Unfortunately, PCOS affects women of color more severely

PCOS affects women of color more frequently and severely than white women. According to the American Journal of Obstetrics and Gynecology. PCOS is associated with metabolic syndrome. Because Black and Latinx people have a higher morbidity and mortality due to cardiovascular disease and diabetes, “Understanding any racial and ethnic differences in metabolic syndrome among women with polycystic ovarian syndrome is important for prevention strategies.”

The study also found that Black women and Mexican Americans have greater hyperinsulinemia and insulin resistance compared to white women. And yet the research is limited and many patients who are women of color feel they are not being treated properly.

Black women specifically have higher rates of hirsutism (which is excess hair growth) and obesity, as well as a lower likelihood of getting pregnant.
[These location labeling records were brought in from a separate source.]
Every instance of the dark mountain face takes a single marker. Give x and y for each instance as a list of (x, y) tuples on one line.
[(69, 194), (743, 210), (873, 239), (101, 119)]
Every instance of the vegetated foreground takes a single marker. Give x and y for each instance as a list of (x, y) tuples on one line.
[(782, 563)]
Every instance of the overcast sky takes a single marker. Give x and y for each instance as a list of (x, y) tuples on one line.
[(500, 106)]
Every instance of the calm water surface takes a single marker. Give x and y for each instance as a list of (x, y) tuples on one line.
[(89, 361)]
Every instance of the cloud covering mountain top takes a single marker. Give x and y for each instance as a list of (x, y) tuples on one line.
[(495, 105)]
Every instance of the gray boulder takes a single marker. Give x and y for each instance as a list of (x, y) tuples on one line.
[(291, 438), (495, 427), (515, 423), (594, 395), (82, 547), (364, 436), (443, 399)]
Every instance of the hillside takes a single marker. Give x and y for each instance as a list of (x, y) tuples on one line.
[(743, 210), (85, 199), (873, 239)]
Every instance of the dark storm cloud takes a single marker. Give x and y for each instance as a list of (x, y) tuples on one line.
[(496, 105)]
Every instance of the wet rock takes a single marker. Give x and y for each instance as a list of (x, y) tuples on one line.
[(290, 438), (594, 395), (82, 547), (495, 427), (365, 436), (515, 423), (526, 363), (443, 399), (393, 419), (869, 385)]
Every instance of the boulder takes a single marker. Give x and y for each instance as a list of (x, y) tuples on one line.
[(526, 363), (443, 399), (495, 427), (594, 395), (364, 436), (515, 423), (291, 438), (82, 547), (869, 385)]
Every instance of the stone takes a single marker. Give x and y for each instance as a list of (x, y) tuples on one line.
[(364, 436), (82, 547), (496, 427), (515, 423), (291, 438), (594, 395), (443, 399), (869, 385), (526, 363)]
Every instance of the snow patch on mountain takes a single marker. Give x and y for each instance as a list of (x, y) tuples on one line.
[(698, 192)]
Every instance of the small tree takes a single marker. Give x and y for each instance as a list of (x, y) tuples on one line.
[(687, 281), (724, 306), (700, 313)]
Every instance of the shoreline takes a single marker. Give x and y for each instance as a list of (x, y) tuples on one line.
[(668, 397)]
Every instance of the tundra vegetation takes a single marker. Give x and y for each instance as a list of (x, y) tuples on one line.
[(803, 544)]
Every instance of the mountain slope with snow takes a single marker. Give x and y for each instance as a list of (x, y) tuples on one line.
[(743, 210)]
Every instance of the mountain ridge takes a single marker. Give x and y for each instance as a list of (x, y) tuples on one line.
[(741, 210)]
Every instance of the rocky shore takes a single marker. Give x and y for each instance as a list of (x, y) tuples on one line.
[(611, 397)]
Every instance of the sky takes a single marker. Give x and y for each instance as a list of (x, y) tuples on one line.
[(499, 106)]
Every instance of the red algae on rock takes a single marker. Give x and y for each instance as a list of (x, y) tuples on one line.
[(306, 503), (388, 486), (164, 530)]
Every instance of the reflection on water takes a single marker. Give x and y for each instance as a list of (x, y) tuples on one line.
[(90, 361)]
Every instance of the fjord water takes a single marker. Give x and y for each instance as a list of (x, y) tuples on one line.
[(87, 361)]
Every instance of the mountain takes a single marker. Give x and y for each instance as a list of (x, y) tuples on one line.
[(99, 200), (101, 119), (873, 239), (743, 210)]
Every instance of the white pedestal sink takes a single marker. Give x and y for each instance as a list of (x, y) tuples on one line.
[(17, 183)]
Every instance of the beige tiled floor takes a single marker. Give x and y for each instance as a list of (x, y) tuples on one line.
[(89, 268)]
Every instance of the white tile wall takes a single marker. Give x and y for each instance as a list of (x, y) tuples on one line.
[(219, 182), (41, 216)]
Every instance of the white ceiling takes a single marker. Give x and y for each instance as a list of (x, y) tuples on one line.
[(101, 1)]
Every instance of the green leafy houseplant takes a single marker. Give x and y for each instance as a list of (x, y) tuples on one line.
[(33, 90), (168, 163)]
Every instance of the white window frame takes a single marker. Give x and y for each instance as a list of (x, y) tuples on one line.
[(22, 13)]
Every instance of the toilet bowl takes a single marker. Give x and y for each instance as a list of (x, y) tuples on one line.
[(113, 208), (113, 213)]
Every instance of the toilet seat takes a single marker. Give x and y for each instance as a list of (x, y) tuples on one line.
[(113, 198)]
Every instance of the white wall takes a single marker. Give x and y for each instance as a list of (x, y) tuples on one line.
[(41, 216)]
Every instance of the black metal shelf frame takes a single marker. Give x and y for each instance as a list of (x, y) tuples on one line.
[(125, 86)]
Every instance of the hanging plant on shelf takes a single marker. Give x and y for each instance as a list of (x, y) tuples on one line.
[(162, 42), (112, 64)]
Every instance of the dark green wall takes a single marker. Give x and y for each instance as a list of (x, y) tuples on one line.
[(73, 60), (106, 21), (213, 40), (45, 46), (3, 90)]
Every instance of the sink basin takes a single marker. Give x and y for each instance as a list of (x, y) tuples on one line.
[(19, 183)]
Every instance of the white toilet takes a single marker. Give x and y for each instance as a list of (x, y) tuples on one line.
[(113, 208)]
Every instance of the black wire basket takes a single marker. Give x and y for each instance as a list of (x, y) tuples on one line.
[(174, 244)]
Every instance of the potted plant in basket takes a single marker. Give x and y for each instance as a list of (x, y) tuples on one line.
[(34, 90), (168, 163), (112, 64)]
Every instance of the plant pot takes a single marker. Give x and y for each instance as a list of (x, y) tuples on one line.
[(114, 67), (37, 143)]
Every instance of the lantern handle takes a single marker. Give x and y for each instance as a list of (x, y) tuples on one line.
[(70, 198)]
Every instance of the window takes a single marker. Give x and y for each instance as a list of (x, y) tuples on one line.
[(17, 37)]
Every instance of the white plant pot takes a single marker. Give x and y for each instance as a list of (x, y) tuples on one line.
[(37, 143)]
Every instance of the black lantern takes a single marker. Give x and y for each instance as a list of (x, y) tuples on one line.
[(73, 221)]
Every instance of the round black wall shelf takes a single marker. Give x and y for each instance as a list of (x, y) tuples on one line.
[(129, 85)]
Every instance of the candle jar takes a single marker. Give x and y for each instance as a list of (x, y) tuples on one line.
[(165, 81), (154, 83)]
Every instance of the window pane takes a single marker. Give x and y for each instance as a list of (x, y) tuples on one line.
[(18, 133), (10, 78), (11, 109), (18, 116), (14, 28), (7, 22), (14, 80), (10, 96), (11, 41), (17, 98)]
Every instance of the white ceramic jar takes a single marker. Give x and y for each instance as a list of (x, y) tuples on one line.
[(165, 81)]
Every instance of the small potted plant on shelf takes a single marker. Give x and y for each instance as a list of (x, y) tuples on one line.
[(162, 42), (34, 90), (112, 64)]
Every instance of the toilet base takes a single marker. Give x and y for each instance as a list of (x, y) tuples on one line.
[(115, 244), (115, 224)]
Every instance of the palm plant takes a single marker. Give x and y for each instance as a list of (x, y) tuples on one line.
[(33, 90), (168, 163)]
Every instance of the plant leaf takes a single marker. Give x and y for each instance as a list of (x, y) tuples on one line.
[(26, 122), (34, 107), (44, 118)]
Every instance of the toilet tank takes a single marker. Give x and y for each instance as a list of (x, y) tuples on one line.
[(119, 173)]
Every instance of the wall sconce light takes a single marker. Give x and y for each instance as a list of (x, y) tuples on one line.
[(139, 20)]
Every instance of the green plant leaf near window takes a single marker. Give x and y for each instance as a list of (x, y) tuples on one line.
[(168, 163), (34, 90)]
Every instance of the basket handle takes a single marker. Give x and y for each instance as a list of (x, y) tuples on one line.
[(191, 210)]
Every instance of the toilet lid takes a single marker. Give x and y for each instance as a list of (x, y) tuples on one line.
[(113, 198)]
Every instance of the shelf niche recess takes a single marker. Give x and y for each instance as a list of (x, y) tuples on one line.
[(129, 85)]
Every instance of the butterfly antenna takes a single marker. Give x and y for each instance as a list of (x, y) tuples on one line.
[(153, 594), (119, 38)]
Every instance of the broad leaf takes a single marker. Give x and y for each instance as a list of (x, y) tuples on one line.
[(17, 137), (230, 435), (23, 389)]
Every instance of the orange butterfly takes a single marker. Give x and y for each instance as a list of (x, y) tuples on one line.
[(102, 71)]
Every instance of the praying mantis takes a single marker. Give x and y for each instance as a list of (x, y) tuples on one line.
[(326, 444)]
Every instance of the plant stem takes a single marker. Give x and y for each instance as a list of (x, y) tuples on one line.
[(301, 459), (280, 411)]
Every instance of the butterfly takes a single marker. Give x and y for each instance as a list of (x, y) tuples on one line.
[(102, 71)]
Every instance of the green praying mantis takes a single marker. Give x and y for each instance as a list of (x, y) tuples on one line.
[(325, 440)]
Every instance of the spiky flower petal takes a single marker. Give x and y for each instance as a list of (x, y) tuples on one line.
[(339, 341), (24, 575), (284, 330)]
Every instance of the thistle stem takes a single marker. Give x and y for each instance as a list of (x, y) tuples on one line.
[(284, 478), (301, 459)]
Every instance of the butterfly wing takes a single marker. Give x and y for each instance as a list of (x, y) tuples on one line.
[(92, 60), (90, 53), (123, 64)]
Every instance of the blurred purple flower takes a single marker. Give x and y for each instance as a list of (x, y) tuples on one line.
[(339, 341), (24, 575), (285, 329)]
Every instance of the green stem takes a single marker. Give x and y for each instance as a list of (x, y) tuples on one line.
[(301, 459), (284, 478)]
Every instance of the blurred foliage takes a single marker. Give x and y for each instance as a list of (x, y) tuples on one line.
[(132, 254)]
And yet, Black women, in particular, have less access to fertility treatments.

Losing weight is not a magic cure for PCOS

PCOS doesn’t present the same way in every person — and yet doctors often resort to recommendations for weight loss or dietary changes time and again, even if the patient already has healthy lifestyle habits and has already exhausted those approaches to treating the disorder without results.

Consider the issue of Body Mass Index (BMI). More recently, people are beginning to understand that BMI is in no way wholly indicative of health. Yet some East Asian women with smaller frames are not assessed for PCOS simply because their BMI is lower or they don’t ‘look’ like there could be an issue, Ottey points out.

“Most health information (like BMI) is based on white men in early 1900s, but ethnic and sex differences need to be included in the care of any patients, especially in PCOS,” she says.

More research is needed

The research done on PCOS and how it plays out in different ethnic groups is lacking because of who is doing the research. For example, one Australian PCOS study didn’t even mention Black people in its first iteration. Ottey, who collaborated on the study, mentioned that this had to be pointed out. The information was later added.

Additionally, studies on PCOS are routinely under-funded, showing the deeply-rooted biases that intersect within the condition. Ottey explains that there is also a decline in the number of PCOS research applicants simply because they know studies are so underfunded. And yet the prevalence of PCOS is growing. 

“Before the PCOS Challenge, there had been NO advocacy efforts,” Ottey says. “And without advocacy and lobbying — without letting the government know that PCOS is an issue — nothing gets done.”

The PCOS Challenge recently took their message to Capitol Hill, demanding that PCOS is seen as a public health priority. More than “just” a reproductive issue, it must be treated as the risk factor for life-threatening-related diseases such as diabetes, cardiovascular disease, and cancer that it is.